Luc Ainsley, Kadel (Fy)
Luc Ainsley
Kadel
Montréal, Fides, 1986, 155 p.
Chargé de surveiller la palissade qui interdit l’accès à la redoutable forêt de Cournaden, le garde Agaël se trouve malgré lui entraîné de l’autre côté par Ambar, l’un des neveux du roi. Ils se retrouvent captifs du monde souterrain de Volgor, gouverné par un Conseil qui veut réunir tous les objets magiques ayant appartenu aux Stellaires. Une jeune femme appelée Azurée, un petit voleur du nom de Puce et un garnement nommé Delator seront mêlés, avec les deux hommes, à la quête de l’épée Féremsil dans la cité cachée de Damnos.
Roman confus que celui-là, difficile à suivre en l’absence d’une ligne scénarique claire, ou du moins apparente. Bien des amorces demeurent sans suite, et les desseins de bien des personnages sont laissés en plan. Dans ce roman, la Quête a un objet, l’épée Féremsil, mais elle n’a pas de motif apparent, et le lecteur reste sur sa faim lorsqu’elle se trouve accomplie. L’auteur aurait d’ailleurs l’intention de donner une suite à Kadel.
La narration n’offre aucune énigme, la sorcellerie est (dé)montrée à mesure qu’elle s’accomplit, les masques sont enlevés dès qu’aperçus. La nature des Stellaires et de leur cité antique est établie dès le départ sans tentative de ménager un mystère ; il en va de même pour l’histoire de Volgor. Cela donne un récit singulièrement plat, sans tension et sans surprise. C’est une narration explicite, en ce qu’elle dit tout, même ce qui vient d’etre montré, ce qui a été compris, deviné, ce qui est évident – on pourrait presque dire : une narration lapalicéenne.
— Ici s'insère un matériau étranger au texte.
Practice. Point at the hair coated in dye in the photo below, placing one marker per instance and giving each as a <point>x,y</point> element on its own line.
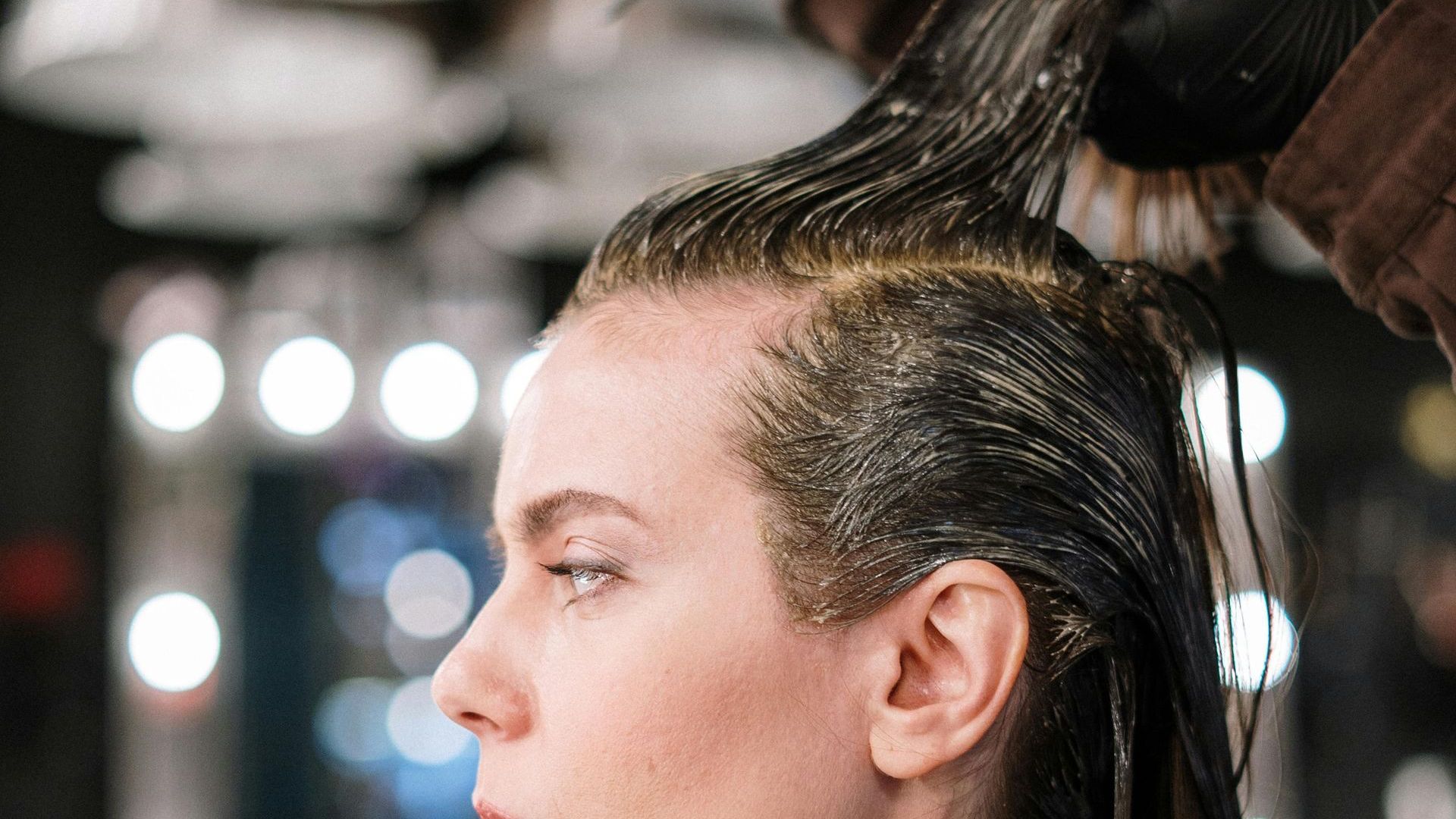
<point>965,382</point>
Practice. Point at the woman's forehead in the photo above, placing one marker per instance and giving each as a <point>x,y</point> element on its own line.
<point>615,414</point>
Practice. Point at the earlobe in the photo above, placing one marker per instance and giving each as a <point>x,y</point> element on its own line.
<point>948,657</point>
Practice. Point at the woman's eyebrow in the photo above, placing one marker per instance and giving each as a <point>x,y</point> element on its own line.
<point>544,512</point>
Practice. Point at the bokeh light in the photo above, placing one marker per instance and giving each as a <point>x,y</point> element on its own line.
<point>516,381</point>
<point>437,792</point>
<point>1421,787</point>
<point>1261,414</point>
<point>362,541</point>
<point>1253,629</point>
<point>417,727</point>
<point>306,385</point>
<point>178,382</point>
<point>174,642</point>
<point>428,594</point>
<point>428,391</point>
<point>1429,428</point>
<point>350,722</point>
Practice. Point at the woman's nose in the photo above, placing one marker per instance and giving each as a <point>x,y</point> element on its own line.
<point>476,689</point>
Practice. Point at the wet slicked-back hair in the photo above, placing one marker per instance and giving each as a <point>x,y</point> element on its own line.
<point>965,382</point>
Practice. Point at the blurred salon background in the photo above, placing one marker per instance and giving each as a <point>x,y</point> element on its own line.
<point>270,280</point>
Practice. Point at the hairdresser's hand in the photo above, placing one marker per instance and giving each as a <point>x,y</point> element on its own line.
<point>1188,82</point>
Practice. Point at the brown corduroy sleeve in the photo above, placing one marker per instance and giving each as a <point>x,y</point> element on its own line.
<point>1369,175</point>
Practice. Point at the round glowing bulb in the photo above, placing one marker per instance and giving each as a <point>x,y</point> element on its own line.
<point>419,729</point>
<point>174,642</point>
<point>350,722</point>
<point>1261,414</point>
<point>178,382</point>
<point>1254,630</point>
<point>1421,787</point>
<point>306,385</point>
<point>428,594</point>
<point>1429,428</point>
<point>516,381</point>
<point>428,391</point>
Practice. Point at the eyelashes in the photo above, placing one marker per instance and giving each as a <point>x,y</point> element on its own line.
<point>582,572</point>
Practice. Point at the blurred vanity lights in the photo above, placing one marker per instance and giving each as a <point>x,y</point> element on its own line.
<point>1261,414</point>
<point>174,642</point>
<point>419,730</point>
<point>516,381</point>
<point>178,382</point>
<point>1421,787</point>
<point>428,391</point>
<point>1257,640</point>
<point>428,594</point>
<point>350,722</point>
<point>306,385</point>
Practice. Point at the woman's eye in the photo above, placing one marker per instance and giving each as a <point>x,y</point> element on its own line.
<point>585,580</point>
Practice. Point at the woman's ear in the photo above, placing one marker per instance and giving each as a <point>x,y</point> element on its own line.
<point>944,659</point>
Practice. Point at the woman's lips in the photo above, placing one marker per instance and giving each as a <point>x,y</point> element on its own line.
<point>488,811</point>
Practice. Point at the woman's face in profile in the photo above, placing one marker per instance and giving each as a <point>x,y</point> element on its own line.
<point>673,686</point>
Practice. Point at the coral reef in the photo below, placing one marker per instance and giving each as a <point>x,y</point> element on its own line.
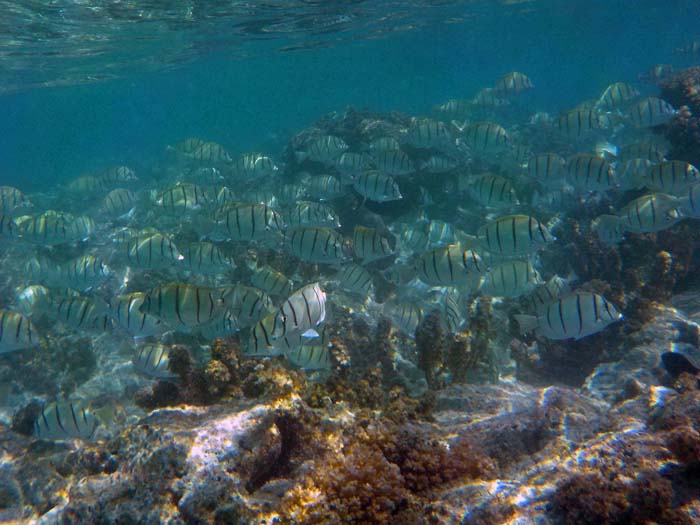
<point>591,499</point>
<point>682,89</point>
<point>489,454</point>
<point>430,345</point>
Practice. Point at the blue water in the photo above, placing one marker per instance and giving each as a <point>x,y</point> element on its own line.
<point>570,49</point>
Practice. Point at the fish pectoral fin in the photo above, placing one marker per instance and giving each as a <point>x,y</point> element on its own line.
<point>527,323</point>
<point>311,333</point>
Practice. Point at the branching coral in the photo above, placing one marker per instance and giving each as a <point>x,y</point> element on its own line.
<point>382,469</point>
<point>591,499</point>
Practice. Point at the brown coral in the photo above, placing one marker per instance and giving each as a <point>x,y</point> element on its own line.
<point>592,499</point>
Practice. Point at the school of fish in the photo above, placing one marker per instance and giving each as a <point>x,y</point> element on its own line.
<point>430,210</point>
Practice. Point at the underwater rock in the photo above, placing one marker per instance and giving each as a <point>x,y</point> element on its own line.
<point>430,347</point>
<point>501,453</point>
<point>642,355</point>
<point>682,90</point>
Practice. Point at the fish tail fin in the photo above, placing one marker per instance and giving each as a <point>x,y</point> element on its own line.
<point>527,323</point>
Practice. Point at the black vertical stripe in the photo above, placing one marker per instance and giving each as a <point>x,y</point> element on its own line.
<point>578,312</point>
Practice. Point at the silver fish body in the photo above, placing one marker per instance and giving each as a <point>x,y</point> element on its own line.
<point>317,244</point>
<point>64,421</point>
<point>377,186</point>
<point>182,305</point>
<point>126,312</point>
<point>306,213</point>
<point>572,316</point>
<point>493,191</point>
<point>17,332</point>
<point>510,279</point>
<point>651,111</point>
<point>650,213</point>
<point>369,245</point>
<point>513,235</point>
<point>449,266</point>
<point>152,360</point>
<point>355,279</point>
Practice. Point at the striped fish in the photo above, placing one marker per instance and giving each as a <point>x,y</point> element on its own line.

Le style du roman laisse là même insatisfaction : l’écriture manque de nerf, la narration lambine. Les modèles du genre fantastique épique semblent avoir été assez bien assimilés, mais ils sont maniés sans adresse par Luc Ainsley : les tournures maladroites sont plutôt fréquentes, elles trahissent une maîtrise incomplète de l’écriture, chez cet étudiant en lettres de l’Université du Québec à Chicoutimi. Dans l’intention médiévale de l’écriture, et dans le langage empesé des personnages, se glissent souvent des concepts et une terminologie contemporains, qui détonnent dans ce contexte pseudo-moyennageux. Les dialogues manquent tout à fait de naturel, ils sont rendus dans une langue très formelle, très académique, quelles que soient les circonstances, quels que soient les personnages, leur âge ou leur statut. Les sentiments des acteurs sont traduits d’une façon tout aussi conventionnelle, assez proche du roman courtois.
Remarquons aussi que Kadel n’a rien du roman pour jeunes : ni la clarté souhaitable de l’intrigue, ni les personnages avec lesquels le lecteur puisse se mettre en sympathie, ni la lisibilité du style. Je soupçonne que seul son genre (la fantasy) a autorisé le jury, en vertu des préjugés habituels, à le classer dans la catégorie « pour jeunes ».
Tout cela dit, le résultat d’un concours littéraire n’est jamais meilleur que la qualité des oeuvres soumises. Kadel est l’oeuvre d’un débutant et doit être considérée avec la clémence appropriée. Soit de lui-même, soit par la grâce des réviseurs de chez Fides, Luc Ainsley a une écriture correcte et, apparemment, il a du souffle. Il faut lui souhaiter que son style s’allège, prenne une teinte plus personnelle, et que sa thématique gagne elle aussi en originalité. Toutefois, même â titre d’encouragement pour un novice, j’aurais peine à recommander l’achat de KADEL.